As an educator, Stern shaped generations of young architects. He taught at Columbia and Yale and led the Yale School of Architecture from 1998 to 2016. He also wrote more than a dozen books about architecture, including a six-volume encyclopedic history of New York City. Through his teaching and writing, he raised public awareness of preservation’s importance and design’s essential role in shaping communities and society.
We’re republishing Stern’s recollections of his early career, which he shared with AD in 2014.

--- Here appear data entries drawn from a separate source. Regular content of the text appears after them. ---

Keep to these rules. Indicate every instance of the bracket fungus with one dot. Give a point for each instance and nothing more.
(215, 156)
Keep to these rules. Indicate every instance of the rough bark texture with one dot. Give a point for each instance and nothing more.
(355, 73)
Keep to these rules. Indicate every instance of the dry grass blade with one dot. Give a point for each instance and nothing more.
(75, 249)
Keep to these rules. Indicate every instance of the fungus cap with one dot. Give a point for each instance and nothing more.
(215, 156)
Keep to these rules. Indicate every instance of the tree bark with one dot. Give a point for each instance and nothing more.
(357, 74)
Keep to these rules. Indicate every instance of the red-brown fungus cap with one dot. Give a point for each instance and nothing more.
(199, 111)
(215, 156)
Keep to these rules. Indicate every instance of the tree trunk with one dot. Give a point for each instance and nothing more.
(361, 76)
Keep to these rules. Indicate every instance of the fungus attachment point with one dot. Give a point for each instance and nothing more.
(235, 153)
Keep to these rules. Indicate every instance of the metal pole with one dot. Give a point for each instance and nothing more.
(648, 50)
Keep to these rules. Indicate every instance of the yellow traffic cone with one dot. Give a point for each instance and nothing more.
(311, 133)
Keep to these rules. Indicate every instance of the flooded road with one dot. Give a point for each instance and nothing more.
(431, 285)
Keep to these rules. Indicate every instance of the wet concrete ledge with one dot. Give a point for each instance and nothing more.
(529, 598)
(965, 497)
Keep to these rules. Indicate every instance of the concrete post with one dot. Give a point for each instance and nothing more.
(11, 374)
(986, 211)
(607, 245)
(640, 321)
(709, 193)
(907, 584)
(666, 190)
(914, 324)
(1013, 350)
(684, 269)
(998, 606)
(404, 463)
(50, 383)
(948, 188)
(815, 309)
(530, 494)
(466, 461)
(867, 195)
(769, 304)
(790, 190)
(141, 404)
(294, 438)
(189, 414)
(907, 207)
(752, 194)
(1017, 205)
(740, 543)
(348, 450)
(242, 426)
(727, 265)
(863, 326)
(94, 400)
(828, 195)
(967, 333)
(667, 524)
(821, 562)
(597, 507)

After architecture school at Yale, one small house, a brief stint in Richard Meier’s office, and two and a half years in New York City’s Housing and Development Administration under Mayor John Lindsay, I began my independent practice. At about the same time I began to teach at Columbia University. The action for me as a young architect, along with others of my generation, was to reconfigure fairly large apartments in Manhattan’s affluent neighborhoods—three-bedrooms, sometimes four—for young families who were choosing to live in the city rather than the suburbs. To meet a new generation’s needs—and it was my generation—plans were opened up. Staff rooms were combined to create family rooms, and living and dining rooms were frequently thrown together—something I now view with mixed feelings. I took apart more beautifully planned apartments of an earlier era than I would like to admit. But in so doing I learned how to put them together. The same is true with houses: Lots of the houses I did early in my career were renovations of the shingled houses I love, and in fixing them up I eventually learned how to design new versions.